ラモーナさんは『ルーマニア文化とその文学には、トルコ文化の影響も確かに存在します』と話しておられます。中世から近代にかけて、ルーマニアはオスマン帝国の自治国でした。オスマンから独立したのは1877年ですが、第一次世界大戦、第二次世界大戦を経てチャウシェスク独裁政権を打倒して(ルーマニア革命)民主化されたのはよく知られています。現在ではEU加盟国でNATO加盟国でもあります。
欧米では多いですがカルタレスクさんは詩人でルーマニアのポストモダン詩を代表する作家です。

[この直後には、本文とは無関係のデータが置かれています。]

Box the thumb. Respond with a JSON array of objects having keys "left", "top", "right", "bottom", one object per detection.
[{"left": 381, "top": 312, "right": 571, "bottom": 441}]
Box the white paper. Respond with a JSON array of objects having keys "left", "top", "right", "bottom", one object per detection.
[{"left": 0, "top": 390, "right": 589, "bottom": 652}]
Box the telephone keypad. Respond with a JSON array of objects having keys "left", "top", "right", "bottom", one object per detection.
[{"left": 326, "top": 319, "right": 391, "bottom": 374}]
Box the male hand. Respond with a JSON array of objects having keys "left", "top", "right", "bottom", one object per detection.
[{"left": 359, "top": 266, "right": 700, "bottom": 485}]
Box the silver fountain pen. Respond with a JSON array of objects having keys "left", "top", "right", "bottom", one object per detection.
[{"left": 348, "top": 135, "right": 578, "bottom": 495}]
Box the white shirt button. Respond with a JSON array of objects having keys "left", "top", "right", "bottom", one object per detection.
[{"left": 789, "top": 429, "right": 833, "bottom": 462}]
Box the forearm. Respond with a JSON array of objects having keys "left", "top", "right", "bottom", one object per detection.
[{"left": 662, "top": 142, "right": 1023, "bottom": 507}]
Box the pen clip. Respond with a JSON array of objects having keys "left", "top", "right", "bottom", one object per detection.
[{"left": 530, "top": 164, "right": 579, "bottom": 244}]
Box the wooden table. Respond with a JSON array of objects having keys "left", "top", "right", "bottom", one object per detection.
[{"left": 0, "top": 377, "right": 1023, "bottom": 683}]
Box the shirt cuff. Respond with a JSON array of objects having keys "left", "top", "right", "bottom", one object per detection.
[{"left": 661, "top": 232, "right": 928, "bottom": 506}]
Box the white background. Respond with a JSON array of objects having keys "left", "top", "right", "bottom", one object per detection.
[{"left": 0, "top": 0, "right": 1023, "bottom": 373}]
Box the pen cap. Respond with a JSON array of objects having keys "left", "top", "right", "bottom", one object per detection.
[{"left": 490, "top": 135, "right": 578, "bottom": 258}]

小説を書き始めたのは1990年代。代表作で三部作の長編小説『Orbitor』(「眩惑」)は難解ですが、2000年代に入ってから出版された小説は読みやすい。ラモーナさんは『カルタレスクさんの作品からは、ルーマニアがこの45年ほど精神的にどのように変貌してきたのかが窺える』『複雑な作風は、内なる葛藤や現状を打破したいという精神状態から生れているのであれば、誰でも楽しめるような読みやすい文体は、葛藤が解消され、リラックスした状態で様々な事柄とある程度の距離を置いて向き合えていることの表れとも言えるかもしれません』と話しておられます。まさにルーマニアを代表する作家ですね。
カルタレスクさんの作品は短編集『ノスタルジア』と短編・エッセイ集『ぼくらが女性を愛する理由』が邦訳で出ています。ラモーナさんのらじおを聞いて読むとさらにカルタレスクさんという作家の理解が進むと思います。